Last Friday I walked into the pottery studio and this was on the worktable next to another potter’s workspace. It was face down, open on the table, and I could see that she was about 2/3 of the way through the book. I could see that she borrowed it or bought it used. I could see that she was likely to enjoy many of the same books I do. All this before I even knew her name.

Because that book was there, displaying its cover, we talked for a long time about our faves. That book and its cover made many more book sales beyond its own title, author and publisher.

Alternatively, another lady was reading a kindle and eating by herself at a table next to where we were playing Munchkin this weekend. I have no idea what she was reading. No cover, no discussion, no new book sales, no new friendships made.

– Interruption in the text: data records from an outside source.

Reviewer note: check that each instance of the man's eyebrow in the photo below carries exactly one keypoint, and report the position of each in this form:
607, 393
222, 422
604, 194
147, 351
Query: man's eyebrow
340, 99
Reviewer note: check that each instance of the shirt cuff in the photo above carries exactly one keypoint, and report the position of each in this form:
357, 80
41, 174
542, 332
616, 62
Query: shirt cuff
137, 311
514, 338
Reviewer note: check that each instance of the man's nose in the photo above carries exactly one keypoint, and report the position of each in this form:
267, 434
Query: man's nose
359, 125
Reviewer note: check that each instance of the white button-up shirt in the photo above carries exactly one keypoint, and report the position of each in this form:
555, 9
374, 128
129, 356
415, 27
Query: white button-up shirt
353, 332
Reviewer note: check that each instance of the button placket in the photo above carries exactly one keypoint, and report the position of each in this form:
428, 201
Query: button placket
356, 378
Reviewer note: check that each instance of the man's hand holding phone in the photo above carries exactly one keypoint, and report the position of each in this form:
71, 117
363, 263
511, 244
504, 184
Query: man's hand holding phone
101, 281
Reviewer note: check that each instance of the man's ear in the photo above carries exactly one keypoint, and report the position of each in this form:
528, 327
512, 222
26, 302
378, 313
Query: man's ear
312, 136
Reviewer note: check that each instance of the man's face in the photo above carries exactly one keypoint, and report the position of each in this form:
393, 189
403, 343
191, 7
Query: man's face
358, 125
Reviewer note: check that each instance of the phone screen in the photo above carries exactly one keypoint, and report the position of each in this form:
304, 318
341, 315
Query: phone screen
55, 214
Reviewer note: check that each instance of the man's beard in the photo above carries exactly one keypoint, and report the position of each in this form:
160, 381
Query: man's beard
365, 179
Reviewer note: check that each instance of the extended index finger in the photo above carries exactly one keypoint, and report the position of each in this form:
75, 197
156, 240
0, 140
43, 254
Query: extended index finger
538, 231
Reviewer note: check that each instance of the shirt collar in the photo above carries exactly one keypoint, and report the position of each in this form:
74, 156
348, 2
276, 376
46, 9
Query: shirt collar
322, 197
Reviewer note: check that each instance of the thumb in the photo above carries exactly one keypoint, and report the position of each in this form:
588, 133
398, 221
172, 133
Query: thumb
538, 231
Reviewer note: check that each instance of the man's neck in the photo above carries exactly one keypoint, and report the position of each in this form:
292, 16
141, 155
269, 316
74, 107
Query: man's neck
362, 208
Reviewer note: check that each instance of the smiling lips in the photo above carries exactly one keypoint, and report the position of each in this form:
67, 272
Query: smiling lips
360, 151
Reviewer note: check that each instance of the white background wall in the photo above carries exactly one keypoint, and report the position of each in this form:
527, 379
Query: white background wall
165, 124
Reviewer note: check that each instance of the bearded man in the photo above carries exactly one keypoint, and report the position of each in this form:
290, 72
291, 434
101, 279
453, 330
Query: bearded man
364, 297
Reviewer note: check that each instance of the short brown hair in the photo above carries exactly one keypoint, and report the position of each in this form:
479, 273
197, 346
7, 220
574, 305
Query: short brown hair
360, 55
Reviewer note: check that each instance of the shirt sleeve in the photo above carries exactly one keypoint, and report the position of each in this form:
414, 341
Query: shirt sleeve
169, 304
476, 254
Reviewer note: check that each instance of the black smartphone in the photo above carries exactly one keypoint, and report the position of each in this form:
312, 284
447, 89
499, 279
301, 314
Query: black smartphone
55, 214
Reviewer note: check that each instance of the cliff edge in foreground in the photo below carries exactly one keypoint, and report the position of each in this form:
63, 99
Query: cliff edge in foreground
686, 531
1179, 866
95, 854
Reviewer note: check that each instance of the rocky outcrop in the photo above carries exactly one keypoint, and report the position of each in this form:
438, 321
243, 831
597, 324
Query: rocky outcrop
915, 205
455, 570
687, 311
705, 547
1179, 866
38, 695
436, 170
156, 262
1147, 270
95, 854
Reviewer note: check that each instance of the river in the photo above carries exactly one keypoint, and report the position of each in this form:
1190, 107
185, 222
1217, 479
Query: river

A table of five SF/F avid readers and participants in NaNoWriMo had no reason to interrupt her lunch.

Here’s what Margaret the Potter Gal and I discussed:

Abarat, Clive Barker

Julie Czerneda

Garth Nix, Sabriel series plus other series not Sabriel.

Alan Dean Foster, Pip and Flinx, plus the one about the dog

So You Want to Be a Wizard, Diane Duane

Wandering Star graphic novel, Terri S. Wood

Steven Brust, Jhereg series

Who Fears Death, Nnedi Okorafor

Leviathan Wakes, James S. A. Corey

Thraxas series by Martin Scott

Dresden Files by Jim Butcher

Sookie Stackhouse series by Charlaine Harris

Tanya Huff’s Valor series and Blood Price series

Because Kristen Britain’s Green Rider was face down open on a table, I went out and purchased Alan Dean Foster’s The Light Years Beneath My Feet and Clive Barker’s Abarat. This conversation and these purchases likely never would have happened if Margaret were reading on an e-book device.

If publishers let cover art die, they’re killing the industry.